Why don't the folds and expression values from my RNA-seq experiment don't seem to match correctly?

Answer: RNASeq data is typically imported as non-log expression values, corresponding to single or paired-end read counts. However, analyses are performed in log space and then reported back as non-log values. This can sometimes result in values that appear to look incorrect but are accurate when considered in log2 space.

Details

All principle statistics in AltAnalyze are calculated from log2 expression values, which provide a more accurate estimate of gene variation (approximate a normal distribution) and provide a continuous range of values to plot. As a result, AltAnalyze converts RNASeq expression values to log2 upon processing exon and junction data. In cases where an exon junction is not detected in one condition and is detected in another (let's say 0 to 50 reads), it becomes important to add a global unit to all values to calculate fold change. For simplicity, AltAnalyze adds 1 to all read counts to allow for fold calculations. Once all read counts are incremented by 1, the read counts are converted to log2 values.

In the alternative exon result files, non-log fold and expression values are reported.

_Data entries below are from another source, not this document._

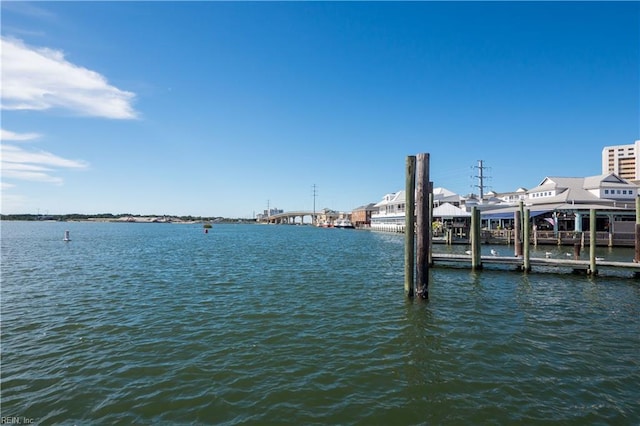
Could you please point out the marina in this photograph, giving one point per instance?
(249, 324)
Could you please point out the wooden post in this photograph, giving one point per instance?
(636, 258)
(476, 261)
(526, 265)
(409, 233)
(592, 243)
(430, 224)
(423, 225)
(516, 233)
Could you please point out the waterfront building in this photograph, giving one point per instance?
(513, 197)
(361, 216)
(623, 160)
(390, 213)
(268, 213)
(562, 204)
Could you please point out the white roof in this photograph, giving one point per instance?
(448, 210)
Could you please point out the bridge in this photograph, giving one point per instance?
(293, 217)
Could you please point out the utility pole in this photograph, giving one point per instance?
(315, 194)
(480, 178)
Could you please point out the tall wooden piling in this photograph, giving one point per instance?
(430, 255)
(517, 220)
(526, 235)
(636, 258)
(423, 225)
(592, 243)
(409, 234)
(474, 234)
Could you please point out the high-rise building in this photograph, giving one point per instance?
(623, 160)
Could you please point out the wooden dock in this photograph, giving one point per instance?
(518, 262)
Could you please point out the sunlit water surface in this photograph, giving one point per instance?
(258, 324)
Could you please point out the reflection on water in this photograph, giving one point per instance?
(158, 323)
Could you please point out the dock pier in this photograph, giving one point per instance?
(420, 196)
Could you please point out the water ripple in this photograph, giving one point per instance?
(139, 324)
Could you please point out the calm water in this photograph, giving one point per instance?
(257, 324)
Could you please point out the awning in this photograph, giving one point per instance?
(510, 215)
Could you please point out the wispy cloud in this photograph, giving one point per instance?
(6, 135)
(32, 165)
(41, 79)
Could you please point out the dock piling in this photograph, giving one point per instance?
(423, 225)
(409, 247)
(517, 218)
(476, 259)
(636, 257)
(592, 243)
(526, 233)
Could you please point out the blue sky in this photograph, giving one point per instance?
(220, 108)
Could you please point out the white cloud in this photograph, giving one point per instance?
(18, 163)
(41, 78)
(6, 135)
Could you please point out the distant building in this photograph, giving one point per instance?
(267, 213)
(623, 160)
(361, 216)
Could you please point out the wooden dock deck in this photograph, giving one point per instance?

Just prior to export of these results, AltAnalyze converts these from log2 values back to non-log. This is where confusion can arise. First, the reported baseline expression values may not appear to accurately reflect the mean counts for that junction, for example, if only two replicates are present for a group with counts of 4 and 49, the reported average expression for that group will be 14.65, rather than 26. This occurs because the values are incremented by one, converted to log2 values, averaged, converted back to non-log space and then subtracted by 1. For this same junction, if there were no detected reads in the second analyzed condition, a fold change of 15.65 (not 14.65) will be reported, since we need to consider the incremented values for the fold calculation.

To obtain the uncorrected non-log values, see the file: AltExpression/pre-filtered/expression comparison file in your selected output directory.